Library of Congress (LOC) call numbers can look a little intimidating, but once you understand what all those letters and numbers mean, you should be able to find library items with ease.
- LOC call numbers are read one element (letter/letter combination or number) at a time, beginning to end (or top to bottom if printed vertically). When you're looking for an item, start with the initial letter (or pair of letters) and find each element in the order in which they appear.
- FIRST LETTERS: The first letter or set of letters tells you in what section of the library your item is found, and is arranged alphabetically. This means M comes first, then ML, then MT.
- FIRST NUMBERS: The number that follows is read as a whole number, so ML1 comes first, then ML 410, then ML2075.

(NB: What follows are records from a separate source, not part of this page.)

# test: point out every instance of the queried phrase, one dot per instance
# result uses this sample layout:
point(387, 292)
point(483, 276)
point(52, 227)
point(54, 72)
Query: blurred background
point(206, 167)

- LETTERS AFTER THE DECIMAL: Like the first letter, these letters are also arranged alphabetically. ML410.C, therefore, comes before ML410.M.
- NUMBERS AFTER THE DECIMAL: As these numbers follow a decimal, they should be read as a decimal. This means .123 comes before .45, which comes before .6.
- Another letter/number combination can follow, which should be read the same way as the preceding one (remember: it's still after a decimal point!).
- YEAR (optional): The entire number can be followed by a four-digit number, which is a year, and which is read like a whole number.
Practice on this example call number:
Tips for searching using call numbers:
- Learn the call number for the subject you are interested in researching, or the genre of music you commonly look for. If you are studying Mahler, know that his biographies can be found under ML410 .M23. If you're interested in film music, be familiar with ML2075. If you need opera vocal scores, memorize M1503. This way you can browse those sections of the stacks without having to look up specific call numbers. Be aware, though, that books in these areas might also be located in other sections of the library, so don't rely solely on this method!
- HOWEVER, not all of our collection is browsable! What about books in the BookBot, ebooks, or books that are checked out? Use the library's advanced search function to browse call number ranges.
1. From the library homepage, click on the blue box with the magnifying glass next to the search box.
2. Select "advanced search"
3. Scroll to the bottom of the page and enter a call number range in the "Library of Congress Classification Range" fields. Make sure you choose an end number that will encompass any possible item within that range.